RGGI states have used the money generated from the sale of allowances over the past decade to reduce utility bills, improve energy efficiency, and provide incentives for clean energy.

Since RGGI began in 2009, participating states have substantially reduced carbon emissions while also enjoying strong economic growth. Carbon emissions from power plants in RGGI states have decreased 47%, while their economies grew by 47%, both exceeding the rest of the country by wide margins. Electricity prices in RGGI states fell 5.7% the first ten years of the program, while increasing in the rest of the country.

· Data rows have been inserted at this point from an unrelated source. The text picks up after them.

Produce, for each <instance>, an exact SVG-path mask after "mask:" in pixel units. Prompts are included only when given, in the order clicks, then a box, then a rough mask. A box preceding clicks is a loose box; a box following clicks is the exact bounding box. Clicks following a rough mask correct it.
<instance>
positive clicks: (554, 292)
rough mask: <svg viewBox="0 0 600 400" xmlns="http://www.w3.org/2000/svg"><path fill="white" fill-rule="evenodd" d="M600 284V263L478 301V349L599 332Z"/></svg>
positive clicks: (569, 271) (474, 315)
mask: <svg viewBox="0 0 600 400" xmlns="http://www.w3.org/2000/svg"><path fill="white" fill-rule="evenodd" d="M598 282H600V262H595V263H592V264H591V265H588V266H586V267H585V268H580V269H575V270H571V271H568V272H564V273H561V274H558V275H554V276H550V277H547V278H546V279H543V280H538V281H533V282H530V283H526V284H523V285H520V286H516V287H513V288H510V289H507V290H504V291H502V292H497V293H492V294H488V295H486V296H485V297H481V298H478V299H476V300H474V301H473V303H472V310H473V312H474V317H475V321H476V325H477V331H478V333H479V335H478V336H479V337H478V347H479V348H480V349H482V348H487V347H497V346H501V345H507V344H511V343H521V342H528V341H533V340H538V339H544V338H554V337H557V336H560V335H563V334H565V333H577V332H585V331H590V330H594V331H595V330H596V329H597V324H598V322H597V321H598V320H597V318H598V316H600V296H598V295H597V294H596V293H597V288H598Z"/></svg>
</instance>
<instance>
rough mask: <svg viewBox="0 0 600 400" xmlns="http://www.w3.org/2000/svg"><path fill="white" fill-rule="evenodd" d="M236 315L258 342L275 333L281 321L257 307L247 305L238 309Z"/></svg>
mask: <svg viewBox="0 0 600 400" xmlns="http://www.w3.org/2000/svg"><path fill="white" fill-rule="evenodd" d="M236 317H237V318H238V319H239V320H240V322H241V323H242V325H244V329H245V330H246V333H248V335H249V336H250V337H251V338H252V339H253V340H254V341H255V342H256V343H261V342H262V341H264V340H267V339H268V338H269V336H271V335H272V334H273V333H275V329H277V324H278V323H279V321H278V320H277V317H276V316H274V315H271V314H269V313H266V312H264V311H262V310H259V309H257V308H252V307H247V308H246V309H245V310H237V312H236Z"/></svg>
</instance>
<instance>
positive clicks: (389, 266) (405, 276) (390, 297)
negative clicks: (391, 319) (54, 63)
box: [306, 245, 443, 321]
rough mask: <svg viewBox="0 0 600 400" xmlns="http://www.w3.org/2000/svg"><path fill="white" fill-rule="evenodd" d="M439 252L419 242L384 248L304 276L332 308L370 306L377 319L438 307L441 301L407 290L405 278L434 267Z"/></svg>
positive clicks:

Last week, the NC Environmental Management Commission took the first step to cost-effective reduction of carbon emissions from the power sector by approving proposed rules that would allow North Carolina to join Virginia and other states in the successful, cost-effective regional effort to reduce carbon emissions and address climate change under RGGI.

But the legislature has other ideas. Legislators have been secretly meeting with Duke Energy and in a midnight vote last week the House passed a bill that would shut down some Duke coal-fired power plants, but replace them with climate polluting gas plants – at a time when scientists tell us we need to phase out all fossil fuel. The legislation would also allow Duke to bypass the normal process in which the Utilities Commission requires the most cost- effective sources of power and minimizes costs to customers. The legislation would not achieve close to the needed carbon reductions, and is a free ticket to Duke to continue fossil fuel climate pollution while gouging utility bill payers.

The Senate should reject the bill and Duke Energy’s current plans that are inadequate to meet carbon reduction goals, would continue and expand reliance on fossil fuels, and would be expensive for utility bill payers. North Carolina’s leaders should tell Duke Energy what it needs to do, and not have Duke Energy tell our legislators what they have to do.

Legislative leaders should instead build on the hard work already done, and work with the governor to develop a program that will achieve a 70% reduction in carbon emissions by 2030, create jobs by accelerating the transition to renewable energy, and protect utility customers. We need to do our part to address climate change, which is already impacting our economy and environment. And do it quickly.

Derb Carter is the director of the Southern Environmental Law Center’s North Carolina offices.